Supreme Court To Decide Legality Of State Bans On Trans Athletes In Girls’ Sports

The Court will hear appeals from Idaho and West Virginia, with a ruling expected by mid-2026.

In a decision with sweeping implications for youth and collegiate athletics nationwide, the U.S. Supreme Court announced Thursday it will take up two high-profile cases challenging state laws that ban transgender-identifying males from competing in girls’ and women’s sports. The move sets the stage for a definitive ruling on whether such policies violate the Constitution and federal civil rights law.

The Court will hear appeals from West Virginia and Idaho, both of which passed laws aimed at preserving sex-based categories in athletics. The cases — West Virginia v. B.P.J. and Little v. Hecox — will be argued this fall, with a decision expected by mid-2026.

The Court’s decision to intervene follows a wave of legal uncertainty across the country. Lower courts have issued conflicting rulings on whether state laws excluding biological males from female sports teams violate the Equal Protection Clause of the 14th Amendment or Title IX. In both the Idaho and West Virginia cases, federal appeals courts sided with transgender athletes, blocking the laws from taking effect.

The case from West Virginia involves Becky Pepper-Jackson, a male middle school student who identifies as transgender and has been undergoing puberty blockers.
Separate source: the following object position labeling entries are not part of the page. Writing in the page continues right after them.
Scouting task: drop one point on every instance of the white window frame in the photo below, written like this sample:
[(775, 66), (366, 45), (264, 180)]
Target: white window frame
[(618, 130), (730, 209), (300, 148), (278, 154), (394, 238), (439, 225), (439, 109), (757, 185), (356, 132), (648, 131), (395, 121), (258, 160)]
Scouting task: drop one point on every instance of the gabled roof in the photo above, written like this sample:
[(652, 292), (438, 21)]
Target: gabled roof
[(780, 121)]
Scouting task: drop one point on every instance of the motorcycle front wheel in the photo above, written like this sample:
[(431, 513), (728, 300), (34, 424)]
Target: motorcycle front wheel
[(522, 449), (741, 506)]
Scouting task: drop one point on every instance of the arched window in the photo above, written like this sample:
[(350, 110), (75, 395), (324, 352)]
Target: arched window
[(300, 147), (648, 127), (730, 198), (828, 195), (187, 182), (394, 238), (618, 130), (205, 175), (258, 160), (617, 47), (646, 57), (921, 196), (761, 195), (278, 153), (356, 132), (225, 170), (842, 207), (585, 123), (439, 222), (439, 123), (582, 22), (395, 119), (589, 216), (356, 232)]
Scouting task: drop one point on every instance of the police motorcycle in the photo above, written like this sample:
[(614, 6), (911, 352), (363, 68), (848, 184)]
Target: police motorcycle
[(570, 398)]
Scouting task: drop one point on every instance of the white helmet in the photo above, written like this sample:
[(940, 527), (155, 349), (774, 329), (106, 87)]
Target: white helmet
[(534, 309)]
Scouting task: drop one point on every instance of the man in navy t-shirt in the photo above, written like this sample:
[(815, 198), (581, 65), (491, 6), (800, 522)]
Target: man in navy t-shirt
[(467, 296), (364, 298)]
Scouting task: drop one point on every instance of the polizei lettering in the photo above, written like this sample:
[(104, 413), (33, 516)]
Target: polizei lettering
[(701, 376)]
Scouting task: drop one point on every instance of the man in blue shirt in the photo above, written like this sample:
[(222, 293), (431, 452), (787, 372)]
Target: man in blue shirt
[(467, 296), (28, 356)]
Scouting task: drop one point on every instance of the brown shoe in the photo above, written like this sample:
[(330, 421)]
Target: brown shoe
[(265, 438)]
Pepper-Jackson sued after being barred from joining the school’s girls’ track and cross-country teams under the state’s "Save Women’s Sports Act." The Fourth Circuit Court of Appeals ruled in Pepper-Jackson''s favor, finding that the law likely violated the child's constitutional and civil rights.

In Idaho, Lindsay Hecox, a trans-identifying male student at Boise State University, brought a similar suit after being excluded from women’s college sports due to a 2020 law that restricted participation to biological females only. That law was also blocked by the Ninth Circuit Court of Appeals.

West Virginia Governor Patrick Morrisey praised the Supreme Court's decision to take his state's case.

"After years of work as Attorney General defending West Virginia’s common sense law preventing men from playing in women’s sports, I am very appreciative that the U.S. Supreme Court has announced that it will now hear the case I brought to them last year," Morrisey wrote in a statement on X

"Men should not play sports with women — it’s a matter of basic fairness. I am optimistic that our work will be vindicated at SCOTUS."

Legal advocacy groups on the other side of the debate, including the ACLU and Lambda Legal, argue that these state laws are discriminatory and are put in place to "hurt and exclude transgender people."

Supreme Court Will Weigh In On Male Athletes In Girls' & Women's Sports

In February, President Donald Trump signed an executive order banning males from participating in girls' and women's sports, promising to withhold federal funding from states that didn't comply. Since then, the Department of Justice and the Department of Education have been at odds with various blue states that have chosen to defy the executive order.

The Supreme Court has previously declined to wade into the issue, choosing not to hear several related appeals over the last few years. But Thursday’s decision to grant review suggests the justices now believe the issue has become pervasive enough — and the legal divisions have grown sharp enough — to warrant a final ruling.

Currently, 27 states have enacted laws restricting transgender athletes from competing in female sports. The Supreme Court’s ruling, expected in the first half of 2026, will likely settle the matter nationwide.

The outcome could also clarify whether Title IX protects gender identity alongside biological sex — an issue with implications far beyond athletics.

The decision to hear these cases comes just two weeks after SCOTUS ruled to uphold Tennessee's ban on so-called "gender-affirming care" for youth.